Z Wikiźródeł, wolnej biblioteki
Ta strona została przepisana.
—   66   —

— Nie ujdziesz, złodzieju! — zawołał Żumbakis.
Oczy starego Litwina, spokojne dotąd, jak jezioro, zaczęły błyskać, twarz mu się ożywiła chciwą zaciętością łowca, a wargi wydłużyły się pożądliwie. Inny młody rybak, płowy, jak len, otwierał nadmiernie usta i powzdychywał drapieżnie. Wszyscy zresztą, na łodziach i na lądzie, pochłonięci byli przez mniej lub więcej namiętne oczekiwanie.

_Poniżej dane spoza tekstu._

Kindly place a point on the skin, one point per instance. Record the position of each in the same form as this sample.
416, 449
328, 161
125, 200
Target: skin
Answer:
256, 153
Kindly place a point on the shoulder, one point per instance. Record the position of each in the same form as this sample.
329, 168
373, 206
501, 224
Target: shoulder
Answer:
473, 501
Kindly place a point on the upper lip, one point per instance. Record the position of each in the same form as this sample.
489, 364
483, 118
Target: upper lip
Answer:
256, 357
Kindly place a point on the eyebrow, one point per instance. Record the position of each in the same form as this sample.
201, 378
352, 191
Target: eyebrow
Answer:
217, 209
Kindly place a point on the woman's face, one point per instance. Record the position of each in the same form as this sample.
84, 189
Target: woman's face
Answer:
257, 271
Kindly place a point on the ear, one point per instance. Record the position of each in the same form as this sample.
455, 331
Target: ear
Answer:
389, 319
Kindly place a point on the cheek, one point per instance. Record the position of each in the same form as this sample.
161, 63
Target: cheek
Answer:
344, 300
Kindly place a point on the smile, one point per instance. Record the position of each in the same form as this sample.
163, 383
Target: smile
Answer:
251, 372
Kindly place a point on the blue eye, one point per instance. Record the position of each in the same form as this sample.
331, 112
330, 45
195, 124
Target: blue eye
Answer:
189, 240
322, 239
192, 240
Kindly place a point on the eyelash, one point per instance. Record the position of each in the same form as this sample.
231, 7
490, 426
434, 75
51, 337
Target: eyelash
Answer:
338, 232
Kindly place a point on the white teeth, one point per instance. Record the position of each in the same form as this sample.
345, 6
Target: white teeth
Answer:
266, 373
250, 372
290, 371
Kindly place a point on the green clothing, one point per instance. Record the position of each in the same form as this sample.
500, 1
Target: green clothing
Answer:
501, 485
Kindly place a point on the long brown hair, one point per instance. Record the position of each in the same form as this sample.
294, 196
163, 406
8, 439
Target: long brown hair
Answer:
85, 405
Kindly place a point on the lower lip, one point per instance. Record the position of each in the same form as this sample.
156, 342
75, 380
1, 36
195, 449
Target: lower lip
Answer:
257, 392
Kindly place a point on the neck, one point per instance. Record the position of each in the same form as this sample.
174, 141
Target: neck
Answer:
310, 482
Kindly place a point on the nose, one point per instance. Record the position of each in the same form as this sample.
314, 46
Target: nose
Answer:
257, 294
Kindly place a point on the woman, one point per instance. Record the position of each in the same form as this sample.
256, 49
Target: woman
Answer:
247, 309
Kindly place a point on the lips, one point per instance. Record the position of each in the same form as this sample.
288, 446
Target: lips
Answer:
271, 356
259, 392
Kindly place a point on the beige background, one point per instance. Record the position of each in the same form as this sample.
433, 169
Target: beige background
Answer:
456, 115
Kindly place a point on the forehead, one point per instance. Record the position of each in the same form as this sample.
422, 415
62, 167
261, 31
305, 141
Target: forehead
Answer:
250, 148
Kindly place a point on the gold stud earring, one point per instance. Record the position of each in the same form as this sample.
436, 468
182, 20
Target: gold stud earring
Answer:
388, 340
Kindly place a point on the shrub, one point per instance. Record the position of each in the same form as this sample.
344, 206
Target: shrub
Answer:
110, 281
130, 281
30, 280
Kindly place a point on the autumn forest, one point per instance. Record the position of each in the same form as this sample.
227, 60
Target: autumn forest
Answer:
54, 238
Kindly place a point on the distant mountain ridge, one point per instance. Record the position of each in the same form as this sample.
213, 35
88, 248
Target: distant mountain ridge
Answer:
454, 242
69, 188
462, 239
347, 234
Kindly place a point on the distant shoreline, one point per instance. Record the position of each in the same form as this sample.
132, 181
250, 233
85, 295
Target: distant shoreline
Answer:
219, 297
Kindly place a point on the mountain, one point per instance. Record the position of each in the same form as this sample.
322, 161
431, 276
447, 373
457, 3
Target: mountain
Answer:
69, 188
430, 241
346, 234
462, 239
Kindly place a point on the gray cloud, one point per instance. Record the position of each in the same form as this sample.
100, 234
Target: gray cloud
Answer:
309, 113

Sieć, już blizka, gotowała się bałwanem. Podbierali rybacy już rękoma jej boki obmokłe, srebrzone gęsto uwięzłym w okach drobiazgiem wodnym: płociną, kiełbiem, kolczastą stynką, smaczną, choć małą, okleją, splamione tu i owdzie przez czarnego raka, trzaskającego konwulsyjnie ogonem o pancerz. Podbierali uważnie i przebiegle dolny kraj sieci, czyniąc z niej powoli wielki wór, pełen dobytku. Podnieśli go nareszcie nad wodę między dwoma dziobami łodzi. Zakotłowało się w sieci, skłębiło, zachlupało rozpaczliwie i rozgłośnie.
— Pokazać!.. Pokazać grubą rybę! — wołał pan Apolinary do rybaków, którzy jęli koszami czerpać ryby z sieci i rzucać je w łodzie na dno, po otworzeniu środkowych pomostów.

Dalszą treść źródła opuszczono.